In the wake of the recent stringent US tax policies, a staggering number of US citizens have either been renouncing their citizenship or abandoning their green cards. According to the US Treasury Department Data, for the third year in a row, this number has risen above the numbers set from the previous years.

The US Treasury revealed that in 2015 alone, 4,279 individuals called it quits with the US in comparison to the 3,415 people from the previous year.

The IRS publishes the list of individuals expatriating on a quarterly basis and their latest list contained the information of 1,058 US citizens and permanent residents who surrendered their passports from September to December.

Needless to say, the increase in renunciation is due to the introduction of the Foreign Accounts Tax Compliance Act (FATCA), implemented in 2010. The Act imposes tax on US citizens based on their worldwide income and not just money earned in the US. Although up to $100,800 can be excluded from their income along with certain housing costs. Non-compliance of this legislation, even if it is unintentional, is met with harsh penalties.

As Andrew Mitchel, an international lawyer who reviews IRS data put it:

"An increasing number of Americans appear to believe that having a US passport or long-term residency isn’t worth the hassle and cost of complying with US tax laws".

During the time of its implementation, President Obama backed the law as a "global standard" in opposing tax evasion. In 2009, following the disclosures of the banker turned whistleblower, Bradley Birkenfeld, the bill was passed by Congress following the revelation of illegal financial activities involving UBS AG bank.

Birkenfeld testified that UBS enabled tax evasion by US tax payers which led to UBS admitting to its illegal activities and later paying a hefty $54 million to settle the matter.

During this time, the US government began their clampdown on banks, and bankers were forced to reveal the information of US citizens' accounts abroad. More than 180,000 banks adhered to the government’s demands, however the crackdown led many foreign banks to abandon business with Americans residing abroad, forcing some US citizens to surrender their passports.

It has been reported that since its implementation, the US authorities have managed to collect in taxes and penalties alone, $13.5 billion from Americans and foreign banking institutions.

United States and Eritrea are the only two countries that impose taxes on their citizens' irrespective of place of residence, however, unlike the US; Eritrea does this at a reduced flat rate of two percent. According to the US Treasury Secretary Jacob Lew, this is because the government has an obligation to ensure that all Americans pay their taxes.

In a statement Lew said “Offshore tax evasion undermines confidence in our tax system and deprives the United States of revenues necessary to protect and provide for its citizens”.  

One might think of the disadvantages following the renouncing of citizenship, and there are certainly some downsides.
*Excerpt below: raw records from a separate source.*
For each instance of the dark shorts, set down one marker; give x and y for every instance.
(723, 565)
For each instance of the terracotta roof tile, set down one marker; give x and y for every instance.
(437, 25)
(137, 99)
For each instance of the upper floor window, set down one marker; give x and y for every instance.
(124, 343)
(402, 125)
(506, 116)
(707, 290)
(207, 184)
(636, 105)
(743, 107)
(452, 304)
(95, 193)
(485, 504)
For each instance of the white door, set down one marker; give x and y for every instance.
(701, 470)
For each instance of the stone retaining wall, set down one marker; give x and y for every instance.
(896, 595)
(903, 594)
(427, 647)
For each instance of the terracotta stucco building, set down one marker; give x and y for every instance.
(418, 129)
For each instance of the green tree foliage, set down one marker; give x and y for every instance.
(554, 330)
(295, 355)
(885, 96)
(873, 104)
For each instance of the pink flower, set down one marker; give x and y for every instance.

Not only has the cost of completing an application to surrender risen from $450 to $2,350, but US citizens must also settle all U.S. tax liabilities from the preceding five years before kissing their citizenship goodbye.

What's more, according to US Tax Services, Americans who have given up their citizenship can still return to the US but only for short visits. This means that natives will no longer have the opportunity to reside in their birth country without having the appropriate visas.

For example in its guide to renouncing citizenship, Tax Services states; "if a relative who lives in the U.S. were to become sick, you would not be allowed to simply move to the U.S. to take care of them. Or if your kids end up residing in the U.S., you would not be able to simply move in with them as you grow older.”

A number of high-income citizens may owe a type of capital gains tax called an “exit tax”, and though some may have the luxury of being able to keep up with the obligations of their residing country along with the United States', others who live on a more modest income may not be so lucky and will ultimately be forced to make the tough decision of choosing between the two. The general consensus is that it is the last thing a proud American would think of doing. Giving up your nationality and renouncing the country you were born in is an emotional burden, which can be highly traumatizing for the individual and their family. But the significance of FATCA’s policies has left many in despair and with little choice but to sign the oath of renunciation. It would also be reasonable to suggest that the implications of FATCA would seriously impact the decision of foreigners who are considering making the move to the US. After all, would the opportunity to become a US citizen warrant being subjected to double taxation?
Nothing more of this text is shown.